Yes, there are variations, but most of them follow a very similar path; a god of magic, of necromancy, a god that exists just to help out healing injured adventurers. This is all well and good, but it can lead to a dead-end roleplaying wise. A god will want you to behave in certain ways to get the benefits of following it, and this means a follower of god A, will act that way. Not saying that all of them will, but enough to make them look like an homogeneous lump of personality clones.
When comparing this to real world religion, with more gods and beliefs than you could shake a stick at, we see this does not happen. Almost every religion in the real world has fractured at some point in its history and these schisms have become separate entities with grudges against people who believe in the same god, but choose to show that deference in a different way.
A big reason for this is that when a lot of real world religions were founded, most of the cultures were isolated or were empires who could push down hard to enforce a ‘one true god’ religious structure. When this happens everyone in the society has to find their place, and people with wildly differing personalities have to interpret the tenets of their faith in a way that allows them to fit in. This has happened in a fantasy game I’ve played in. A D&D 3rd game in a world built for the most part by the GM. The player group were all Dwarven, and all believed in one god, whose name I currently forget. Because this was the way it had been for centuries, at assumed that being born a dwarf meant you would follow this god, no matter what your career or class. this meant no matter what alignment you played, or class, you were one of the faithful. I was the group cleric and played it lawful/evil, but was still accepted because I was such a faithful devotee and acted within the law. This very true of real world religions where the extremists are propped up by the massive amount of more moderate followers.
Early modern English history however teaches that schism can happen within one country for matters as simple of dynastic continuity/wanting to shag someone else and not have the kid be declared a bastard. With this kind of thing happening so little in fantasy games, I was again left scratching my heads as to the why fore. Then a simple thought hit me; gods in a fantasy setting actually exist. They can be seen, communed with, and preform miracles that go beyond the natural.

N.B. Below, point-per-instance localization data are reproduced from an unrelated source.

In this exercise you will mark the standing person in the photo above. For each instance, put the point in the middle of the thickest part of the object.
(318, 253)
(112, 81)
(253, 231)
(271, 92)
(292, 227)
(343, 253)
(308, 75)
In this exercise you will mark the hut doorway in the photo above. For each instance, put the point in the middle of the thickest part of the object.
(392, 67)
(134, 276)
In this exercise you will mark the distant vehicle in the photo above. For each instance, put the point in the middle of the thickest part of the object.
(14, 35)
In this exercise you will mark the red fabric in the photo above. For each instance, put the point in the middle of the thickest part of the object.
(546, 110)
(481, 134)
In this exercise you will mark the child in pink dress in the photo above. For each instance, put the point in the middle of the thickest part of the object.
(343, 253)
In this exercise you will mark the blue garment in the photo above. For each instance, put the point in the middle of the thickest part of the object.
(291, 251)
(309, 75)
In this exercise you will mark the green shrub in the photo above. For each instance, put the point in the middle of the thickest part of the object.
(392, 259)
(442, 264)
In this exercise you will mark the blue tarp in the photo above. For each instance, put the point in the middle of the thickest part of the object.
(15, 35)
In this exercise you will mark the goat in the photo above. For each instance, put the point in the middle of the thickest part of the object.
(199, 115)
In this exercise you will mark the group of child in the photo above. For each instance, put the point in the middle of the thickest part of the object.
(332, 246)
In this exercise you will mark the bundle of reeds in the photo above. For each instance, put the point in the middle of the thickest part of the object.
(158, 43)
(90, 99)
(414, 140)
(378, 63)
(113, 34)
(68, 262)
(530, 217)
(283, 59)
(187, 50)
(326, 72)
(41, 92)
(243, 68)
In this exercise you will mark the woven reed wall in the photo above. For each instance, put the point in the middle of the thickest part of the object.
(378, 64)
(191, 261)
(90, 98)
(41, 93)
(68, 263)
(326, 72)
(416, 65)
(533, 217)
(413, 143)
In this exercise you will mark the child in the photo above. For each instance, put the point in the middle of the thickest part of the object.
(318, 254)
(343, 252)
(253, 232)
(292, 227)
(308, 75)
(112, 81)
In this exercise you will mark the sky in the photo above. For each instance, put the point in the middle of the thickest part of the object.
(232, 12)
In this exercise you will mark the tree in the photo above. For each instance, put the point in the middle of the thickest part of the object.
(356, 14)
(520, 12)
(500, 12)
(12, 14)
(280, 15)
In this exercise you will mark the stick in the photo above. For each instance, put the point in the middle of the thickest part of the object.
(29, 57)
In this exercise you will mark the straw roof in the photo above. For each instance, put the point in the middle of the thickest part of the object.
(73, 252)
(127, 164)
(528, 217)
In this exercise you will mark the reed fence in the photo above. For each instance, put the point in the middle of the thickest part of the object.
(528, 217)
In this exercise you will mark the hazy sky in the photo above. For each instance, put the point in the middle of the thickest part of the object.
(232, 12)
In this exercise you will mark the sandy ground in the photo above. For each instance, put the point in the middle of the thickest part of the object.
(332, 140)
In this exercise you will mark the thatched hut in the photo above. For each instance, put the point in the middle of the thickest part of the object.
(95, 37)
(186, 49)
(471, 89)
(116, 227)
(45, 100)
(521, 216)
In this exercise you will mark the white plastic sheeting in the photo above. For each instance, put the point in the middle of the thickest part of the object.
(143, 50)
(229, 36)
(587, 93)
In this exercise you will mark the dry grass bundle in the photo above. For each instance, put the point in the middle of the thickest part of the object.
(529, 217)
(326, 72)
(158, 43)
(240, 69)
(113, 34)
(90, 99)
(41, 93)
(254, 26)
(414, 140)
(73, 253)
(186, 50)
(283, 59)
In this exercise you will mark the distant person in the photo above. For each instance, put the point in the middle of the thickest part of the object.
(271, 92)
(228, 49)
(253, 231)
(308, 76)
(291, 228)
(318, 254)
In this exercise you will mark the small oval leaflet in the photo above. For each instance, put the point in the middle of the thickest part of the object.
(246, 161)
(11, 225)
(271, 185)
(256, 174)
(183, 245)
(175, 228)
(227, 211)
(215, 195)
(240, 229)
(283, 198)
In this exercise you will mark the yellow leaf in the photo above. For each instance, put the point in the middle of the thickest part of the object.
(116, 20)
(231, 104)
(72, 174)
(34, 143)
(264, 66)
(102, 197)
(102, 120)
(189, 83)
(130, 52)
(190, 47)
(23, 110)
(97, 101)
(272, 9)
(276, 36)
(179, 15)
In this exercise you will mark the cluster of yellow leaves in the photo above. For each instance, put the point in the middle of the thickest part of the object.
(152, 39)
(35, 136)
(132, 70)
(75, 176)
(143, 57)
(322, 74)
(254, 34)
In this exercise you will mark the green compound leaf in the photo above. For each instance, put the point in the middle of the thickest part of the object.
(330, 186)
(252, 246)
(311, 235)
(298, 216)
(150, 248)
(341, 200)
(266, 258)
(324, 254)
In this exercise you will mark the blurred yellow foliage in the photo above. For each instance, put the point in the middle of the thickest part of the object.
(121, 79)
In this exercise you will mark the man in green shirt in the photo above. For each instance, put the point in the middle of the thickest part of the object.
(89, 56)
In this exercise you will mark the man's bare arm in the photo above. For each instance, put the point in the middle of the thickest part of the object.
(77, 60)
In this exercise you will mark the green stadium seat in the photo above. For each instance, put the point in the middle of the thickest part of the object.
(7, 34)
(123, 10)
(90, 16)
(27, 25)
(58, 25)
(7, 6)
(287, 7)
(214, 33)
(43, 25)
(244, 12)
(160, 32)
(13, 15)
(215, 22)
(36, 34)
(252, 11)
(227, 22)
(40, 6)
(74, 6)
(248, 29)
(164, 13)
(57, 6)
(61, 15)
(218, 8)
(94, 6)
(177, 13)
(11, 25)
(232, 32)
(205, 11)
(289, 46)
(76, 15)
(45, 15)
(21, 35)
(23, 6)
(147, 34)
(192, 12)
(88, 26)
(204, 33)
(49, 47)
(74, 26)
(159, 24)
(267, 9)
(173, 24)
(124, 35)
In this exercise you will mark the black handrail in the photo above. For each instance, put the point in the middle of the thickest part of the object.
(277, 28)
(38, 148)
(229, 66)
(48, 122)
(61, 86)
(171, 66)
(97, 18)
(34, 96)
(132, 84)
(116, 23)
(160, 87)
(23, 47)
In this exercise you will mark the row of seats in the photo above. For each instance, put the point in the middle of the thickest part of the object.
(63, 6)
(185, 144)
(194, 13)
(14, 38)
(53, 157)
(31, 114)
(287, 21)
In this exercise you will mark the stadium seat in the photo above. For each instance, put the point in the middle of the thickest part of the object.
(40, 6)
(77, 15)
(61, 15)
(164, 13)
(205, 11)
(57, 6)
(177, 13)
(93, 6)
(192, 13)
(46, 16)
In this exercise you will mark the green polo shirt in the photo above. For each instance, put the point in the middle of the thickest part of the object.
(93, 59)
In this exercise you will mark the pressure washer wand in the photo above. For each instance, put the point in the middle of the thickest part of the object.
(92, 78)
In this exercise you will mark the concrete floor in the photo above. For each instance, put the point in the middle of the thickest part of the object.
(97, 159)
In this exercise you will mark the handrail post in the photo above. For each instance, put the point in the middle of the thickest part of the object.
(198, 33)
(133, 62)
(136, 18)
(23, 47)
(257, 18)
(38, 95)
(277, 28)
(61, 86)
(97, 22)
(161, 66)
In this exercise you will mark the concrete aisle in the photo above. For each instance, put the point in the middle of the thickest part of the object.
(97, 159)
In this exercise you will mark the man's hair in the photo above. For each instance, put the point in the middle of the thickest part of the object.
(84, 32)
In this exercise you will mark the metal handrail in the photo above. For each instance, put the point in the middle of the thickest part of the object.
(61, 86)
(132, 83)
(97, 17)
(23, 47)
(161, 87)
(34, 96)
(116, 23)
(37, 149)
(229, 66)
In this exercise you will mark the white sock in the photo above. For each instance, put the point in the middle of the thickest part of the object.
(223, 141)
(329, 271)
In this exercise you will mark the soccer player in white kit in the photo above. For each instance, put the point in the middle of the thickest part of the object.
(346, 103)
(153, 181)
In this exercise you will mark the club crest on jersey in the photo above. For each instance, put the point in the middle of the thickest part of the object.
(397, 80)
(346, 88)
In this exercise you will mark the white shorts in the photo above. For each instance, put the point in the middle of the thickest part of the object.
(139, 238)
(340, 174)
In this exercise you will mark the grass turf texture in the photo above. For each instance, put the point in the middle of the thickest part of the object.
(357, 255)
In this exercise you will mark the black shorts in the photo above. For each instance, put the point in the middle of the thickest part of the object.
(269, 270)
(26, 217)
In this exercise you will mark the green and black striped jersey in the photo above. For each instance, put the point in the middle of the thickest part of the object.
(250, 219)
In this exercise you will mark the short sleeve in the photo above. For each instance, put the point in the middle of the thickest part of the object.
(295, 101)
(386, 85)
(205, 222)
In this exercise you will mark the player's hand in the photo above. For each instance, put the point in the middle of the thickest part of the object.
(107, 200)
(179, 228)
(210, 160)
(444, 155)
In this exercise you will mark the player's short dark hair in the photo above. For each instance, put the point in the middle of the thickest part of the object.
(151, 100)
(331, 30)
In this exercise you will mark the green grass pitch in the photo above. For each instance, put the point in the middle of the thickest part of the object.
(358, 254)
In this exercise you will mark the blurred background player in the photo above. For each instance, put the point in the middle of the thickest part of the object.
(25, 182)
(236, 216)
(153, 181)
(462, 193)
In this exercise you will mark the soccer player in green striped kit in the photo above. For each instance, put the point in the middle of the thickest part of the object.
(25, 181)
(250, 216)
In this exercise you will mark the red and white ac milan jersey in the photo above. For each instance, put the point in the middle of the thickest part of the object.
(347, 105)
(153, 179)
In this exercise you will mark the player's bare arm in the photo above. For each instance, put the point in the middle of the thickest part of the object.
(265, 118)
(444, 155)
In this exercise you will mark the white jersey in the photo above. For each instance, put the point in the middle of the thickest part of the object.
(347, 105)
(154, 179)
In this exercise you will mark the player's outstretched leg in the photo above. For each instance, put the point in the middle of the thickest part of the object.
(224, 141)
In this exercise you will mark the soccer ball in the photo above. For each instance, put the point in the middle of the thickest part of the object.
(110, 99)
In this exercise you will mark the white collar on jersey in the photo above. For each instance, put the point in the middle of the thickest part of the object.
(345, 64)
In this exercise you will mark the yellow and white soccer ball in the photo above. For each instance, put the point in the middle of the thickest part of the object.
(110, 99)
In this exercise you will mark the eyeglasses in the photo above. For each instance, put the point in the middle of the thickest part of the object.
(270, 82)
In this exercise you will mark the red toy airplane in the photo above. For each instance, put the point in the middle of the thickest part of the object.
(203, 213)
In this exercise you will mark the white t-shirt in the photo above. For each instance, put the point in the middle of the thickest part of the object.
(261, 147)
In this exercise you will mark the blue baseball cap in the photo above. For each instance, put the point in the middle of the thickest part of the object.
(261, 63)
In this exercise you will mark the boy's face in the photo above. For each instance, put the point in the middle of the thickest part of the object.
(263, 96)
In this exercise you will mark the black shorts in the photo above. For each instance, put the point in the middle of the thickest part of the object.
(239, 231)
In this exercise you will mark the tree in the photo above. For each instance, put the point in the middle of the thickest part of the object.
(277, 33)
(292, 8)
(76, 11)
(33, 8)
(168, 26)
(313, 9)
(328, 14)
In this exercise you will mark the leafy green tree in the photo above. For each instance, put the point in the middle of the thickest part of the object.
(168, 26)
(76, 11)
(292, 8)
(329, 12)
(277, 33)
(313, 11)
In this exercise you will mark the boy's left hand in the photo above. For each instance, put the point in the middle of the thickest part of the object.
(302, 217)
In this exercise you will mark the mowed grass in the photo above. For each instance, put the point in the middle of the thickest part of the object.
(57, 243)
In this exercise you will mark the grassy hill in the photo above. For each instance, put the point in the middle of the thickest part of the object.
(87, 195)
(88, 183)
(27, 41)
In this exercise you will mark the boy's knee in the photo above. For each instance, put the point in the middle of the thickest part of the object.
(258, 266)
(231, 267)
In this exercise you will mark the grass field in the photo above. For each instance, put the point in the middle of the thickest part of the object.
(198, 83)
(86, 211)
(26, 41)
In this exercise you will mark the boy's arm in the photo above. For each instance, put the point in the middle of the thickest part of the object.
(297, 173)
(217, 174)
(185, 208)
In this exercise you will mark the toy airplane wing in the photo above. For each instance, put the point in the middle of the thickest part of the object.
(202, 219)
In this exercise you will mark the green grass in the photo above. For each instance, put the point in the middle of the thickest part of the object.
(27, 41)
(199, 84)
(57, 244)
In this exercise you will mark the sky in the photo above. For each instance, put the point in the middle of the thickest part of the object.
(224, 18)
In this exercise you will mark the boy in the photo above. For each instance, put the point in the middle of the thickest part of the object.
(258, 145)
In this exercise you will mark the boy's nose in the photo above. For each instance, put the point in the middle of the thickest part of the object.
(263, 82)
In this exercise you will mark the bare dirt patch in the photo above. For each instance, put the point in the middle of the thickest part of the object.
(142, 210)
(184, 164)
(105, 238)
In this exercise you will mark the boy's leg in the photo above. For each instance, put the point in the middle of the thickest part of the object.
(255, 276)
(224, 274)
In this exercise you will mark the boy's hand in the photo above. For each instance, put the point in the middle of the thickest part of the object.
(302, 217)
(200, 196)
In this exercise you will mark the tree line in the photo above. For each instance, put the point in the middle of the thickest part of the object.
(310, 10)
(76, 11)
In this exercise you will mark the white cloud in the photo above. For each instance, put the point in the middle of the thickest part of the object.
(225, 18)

But do they have to? I have played some great games where magic is explainable within the physics of the setting, changing it from supernatural, to the natural. By this I mean the kind of thing that could be measured under laboratory conditions. Could the same be said of gods and godlike entities within the same settings? If they were real and acted within the confines of the natural world, they would have no reason to be worshiped en masse, instead being seen in the same light as giant ‘magical beast with sentience’, dragons spring immediately to mind. There are those who would still look upon them as otherworldly and choose to venerate them as gods, as there are in the real world. This could lead to just as much re-interpretation and fracturing of the faiths as in our own world, and I just think that this would make playing a believer a hell of a lot more interesting from a roleplaying point of view.